I think our faith gave us the courage to ask each other a lot of questions and be very vulnerable. We weren’t afraid to probe each other’s convictions to see if we matched up. And oh, the bliss of this discovery process! All the things we thought we knew about each we were able to confirm. I felt such relief and joy to discover how perfectly aligned were our beliefs, convictions, and vision for our lives. There was no doubt now that God had made us for each other.
We spent two months courting. That is short, it is true, but we didn’t have as much ground to cover as some. We went out on weekly dates, spent time with our families together, and continued to interact in church and social contexts. Those two months felt like such a dream! I doubt there was ever a time we got together that we did not thank God for his faithfulness and mercy. Why was he so good to us?!
In December ’02 my dad gave Seth permission to propose to me. On Sunday, December 15 (the day after Seth graduated) I had a strong sense that the day would hold what I had so long anticipated. In the afternoon Seth picked me up to go out on our date, and we headed to Latta Plantation Park. Almost two years before on my birthday we had gone to this park together, along with one of my brothers, and traveled the lakeside path enjoying the gorgeous day. The path goes out on a peninsula and at its point is a large, flat rock on the water. We had sat on the rock for a long time and talked. That day was a special memory to both of us.
So two years later Seth was bringing me back again (this time happily alone). The sky was pure blue and the temperature was pleasantly cool. I knew it was lovingly handmade by God for us.
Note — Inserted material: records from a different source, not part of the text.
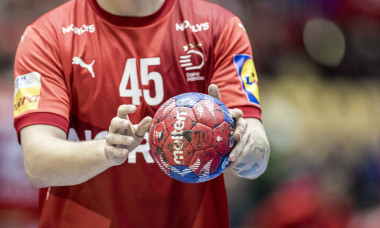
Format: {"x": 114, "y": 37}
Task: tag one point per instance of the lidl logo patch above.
{"x": 248, "y": 77}
{"x": 27, "y": 92}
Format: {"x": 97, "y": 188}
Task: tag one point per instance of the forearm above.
{"x": 255, "y": 151}
{"x": 54, "y": 161}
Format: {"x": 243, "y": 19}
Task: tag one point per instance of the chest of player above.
{"x": 107, "y": 67}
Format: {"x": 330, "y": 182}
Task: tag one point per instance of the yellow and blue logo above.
{"x": 248, "y": 77}
{"x": 27, "y": 89}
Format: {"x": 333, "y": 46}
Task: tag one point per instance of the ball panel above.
{"x": 208, "y": 113}
{"x": 158, "y": 134}
{"x": 201, "y": 137}
{"x": 191, "y": 137}
{"x": 164, "y": 110}
{"x": 187, "y": 99}
{"x": 205, "y": 162}
{"x": 223, "y": 138}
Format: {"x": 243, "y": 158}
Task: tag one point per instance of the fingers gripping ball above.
{"x": 191, "y": 137}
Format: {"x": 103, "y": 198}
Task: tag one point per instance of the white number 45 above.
{"x": 130, "y": 76}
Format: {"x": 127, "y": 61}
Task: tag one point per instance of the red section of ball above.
{"x": 208, "y": 113}
{"x": 222, "y": 138}
{"x": 201, "y": 137}
{"x": 158, "y": 134}
{"x": 189, "y": 137}
{"x": 205, "y": 162}
{"x": 179, "y": 123}
{"x": 163, "y": 111}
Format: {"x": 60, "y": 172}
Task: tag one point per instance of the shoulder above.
{"x": 200, "y": 9}
{"x": 58, "y": 17}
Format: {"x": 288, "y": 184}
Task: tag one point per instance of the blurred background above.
{"x": 318, "y": 63}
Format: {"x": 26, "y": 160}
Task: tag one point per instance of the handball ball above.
{"x": 191, "y": 137}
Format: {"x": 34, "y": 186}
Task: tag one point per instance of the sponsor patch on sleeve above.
{"x": 27, "y": 89}
{"x": 248, "y": 77}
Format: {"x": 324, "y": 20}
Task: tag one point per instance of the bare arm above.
{"x": 51, "y": 160}
{"x": 250, "y": 156}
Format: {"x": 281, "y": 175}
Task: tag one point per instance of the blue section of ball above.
{"x": 185, "y": 174}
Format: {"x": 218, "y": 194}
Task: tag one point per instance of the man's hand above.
{"x": 123, "y": 137}
{"x": 249, "y": 157}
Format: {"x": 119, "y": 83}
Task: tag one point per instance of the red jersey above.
{"x": 76, "y": 64}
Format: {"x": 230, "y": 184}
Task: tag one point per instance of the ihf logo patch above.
{"x": 248, "y": 77}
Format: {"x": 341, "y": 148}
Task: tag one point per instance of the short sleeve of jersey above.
{"x": 40, "y": 91}
{"x": 234, "y": 72}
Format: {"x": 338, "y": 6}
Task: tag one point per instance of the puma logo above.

When we got to the rock the sun was setting and we stood there soaking in the beauty for a few moments. I was thinking, "What now...?" as I wondered what Seth was going to do. Then it happened. The moment I've dreamed about since a little girl came true. Seth said that he had brought me here for a special reason and he turned and got down on his knees. With many sweet words that he had been preparing he asked me to be his wife, and I said yes. :-D I sat down next to him and he slipped the ring on my finger. (He picked it out himself, by the way, and it is so beautiful!) We hugged and I told him that I loved him with all my heart. This was the first time we used the words “I love you” with each other.
We sat there watching the sun set behind the lake across from us and its orange light reflect on the water and in the sky. It was so perfectly lovely and I was utterly amazed at God’s goodness to us. Seth told me that on that day two years before he had thought about bringing me back here one day to propose…and over those seemingly long years God had been constantly confirming in our hearts – and the hearts of those around us – that this was his will for our lives. His perfect plan established before either of us were born to bring us together for his glory and our pleasure.
We were engaged for six months and wed on June 21, 2003. Six months after that I became pregnant and on September 13, 2004 our first child was born, Wesley Grant Honea. I can’t wait to see all that God has in store for us as we spend our days seeking His kingdom hand-in-hand.